Shaw, who will be the assistant coach for the Devils, spent the past three seasons with the San Jose Sharks. During those seasons, the Sharks made it to the playoffs three times and the conference finals twice.
The Devils also saw the emergence of rookie Adam Henrique, who was clutch in many high-pressured playoff games. Parise’s absence could set the stage for the Calder Trophy finalist to take on a major role for the Devils.
Will DeBoer promote Henrique and hope that he matures into the next Parise? Will DeBoer shift his team’s focus to a defensive one now that Scott Stevens is behind the bench?
Let the experimenting in New Jersey begin.
Adam Oates leaving the ice after Devils practice.
After a revolving door of head coaches saw Bruce Boudreau and Dale Hunter out, the Washington Capitals have decided on former Cap Adam Oates to lead the team. Oates, formerly the assistant coach for the New Jersey Devils, was up for the challenge:
"When you look at the Finals this year, you saw two teams that were basically in-your-face teams, all over the ice," Oates said of the New Jersey Devils and Los Angeles Kings (via NHL.com). "I really feel the game today is territory. You have to establish territory and protect it. I look at the Caps lineup and the talent level and I don't see any reason why we can't push the pace and be an aggressive team but at the same time not sacrificing defense.”

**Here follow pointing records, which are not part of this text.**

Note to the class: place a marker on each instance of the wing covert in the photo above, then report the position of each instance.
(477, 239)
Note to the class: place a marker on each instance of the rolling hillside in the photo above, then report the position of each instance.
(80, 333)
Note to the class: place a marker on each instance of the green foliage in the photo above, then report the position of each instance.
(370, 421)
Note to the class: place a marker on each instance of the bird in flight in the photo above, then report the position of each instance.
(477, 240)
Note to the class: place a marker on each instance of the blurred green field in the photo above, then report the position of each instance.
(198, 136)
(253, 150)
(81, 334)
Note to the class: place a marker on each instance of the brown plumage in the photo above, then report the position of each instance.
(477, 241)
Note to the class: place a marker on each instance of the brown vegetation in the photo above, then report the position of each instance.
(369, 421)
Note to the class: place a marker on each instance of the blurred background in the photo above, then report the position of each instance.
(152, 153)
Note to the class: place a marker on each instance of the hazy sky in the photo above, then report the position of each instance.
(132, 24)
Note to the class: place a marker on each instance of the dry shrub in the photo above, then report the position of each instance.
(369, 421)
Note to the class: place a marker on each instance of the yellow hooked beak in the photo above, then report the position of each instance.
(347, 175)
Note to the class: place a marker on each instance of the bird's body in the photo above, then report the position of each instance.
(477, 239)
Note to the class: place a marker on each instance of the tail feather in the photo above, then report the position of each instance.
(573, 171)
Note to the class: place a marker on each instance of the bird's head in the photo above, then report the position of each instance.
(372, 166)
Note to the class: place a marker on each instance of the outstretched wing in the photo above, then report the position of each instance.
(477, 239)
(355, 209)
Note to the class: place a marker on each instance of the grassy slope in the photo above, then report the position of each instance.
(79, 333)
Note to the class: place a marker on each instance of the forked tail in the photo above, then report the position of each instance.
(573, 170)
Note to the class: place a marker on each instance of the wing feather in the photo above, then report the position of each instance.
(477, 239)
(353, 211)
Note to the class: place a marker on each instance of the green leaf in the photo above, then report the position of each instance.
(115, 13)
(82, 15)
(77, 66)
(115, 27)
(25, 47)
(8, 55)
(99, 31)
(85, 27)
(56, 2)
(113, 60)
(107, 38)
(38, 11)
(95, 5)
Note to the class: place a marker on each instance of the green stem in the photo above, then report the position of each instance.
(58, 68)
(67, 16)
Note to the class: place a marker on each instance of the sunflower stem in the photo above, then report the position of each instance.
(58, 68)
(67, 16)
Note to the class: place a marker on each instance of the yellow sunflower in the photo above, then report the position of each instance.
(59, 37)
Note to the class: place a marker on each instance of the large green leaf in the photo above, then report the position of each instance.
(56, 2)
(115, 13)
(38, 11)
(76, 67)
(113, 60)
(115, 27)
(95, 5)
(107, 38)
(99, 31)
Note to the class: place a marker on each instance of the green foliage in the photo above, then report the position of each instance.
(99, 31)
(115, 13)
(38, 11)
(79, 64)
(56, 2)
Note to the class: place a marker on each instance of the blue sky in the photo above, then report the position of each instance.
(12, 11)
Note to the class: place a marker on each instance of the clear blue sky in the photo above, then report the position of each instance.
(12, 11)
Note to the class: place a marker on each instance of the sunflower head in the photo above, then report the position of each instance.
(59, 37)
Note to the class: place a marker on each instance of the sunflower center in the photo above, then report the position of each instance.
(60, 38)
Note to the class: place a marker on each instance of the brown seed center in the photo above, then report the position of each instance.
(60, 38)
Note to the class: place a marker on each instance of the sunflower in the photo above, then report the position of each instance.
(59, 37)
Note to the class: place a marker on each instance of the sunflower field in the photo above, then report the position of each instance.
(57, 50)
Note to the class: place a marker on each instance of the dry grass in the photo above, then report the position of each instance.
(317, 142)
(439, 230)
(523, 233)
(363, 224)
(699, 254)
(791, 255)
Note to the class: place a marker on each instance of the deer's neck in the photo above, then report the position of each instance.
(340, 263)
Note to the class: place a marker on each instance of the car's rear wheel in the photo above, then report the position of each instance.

The Washington Capitals had a decent postseason: They advanced passed the reigning champion Boston Bruins to the quarterfinals, where they lost in Game 7 against the New York Rangers.
The Capitals are by no means short on talent: Alexander Ovechkin, Niklas Backstrom, Mike Ribeiro and Mike Green come to mind.
What the Capitals are in dire need of is leadership. Ovechkin, as good of a player as he is, can be hot-headed and needs to be kept in check.
According to the Huffington Post, Ovechkin is widely believed to have called former coach Bruce Boudreau a “fat f***” after the coach chose to bench him in a potential game-tying situation against the Anaheim Ducks last season.
Taming the ego of a player as great as Ovechkin is no easy task. However, as a former great himself, Oates could be just the guy for the job.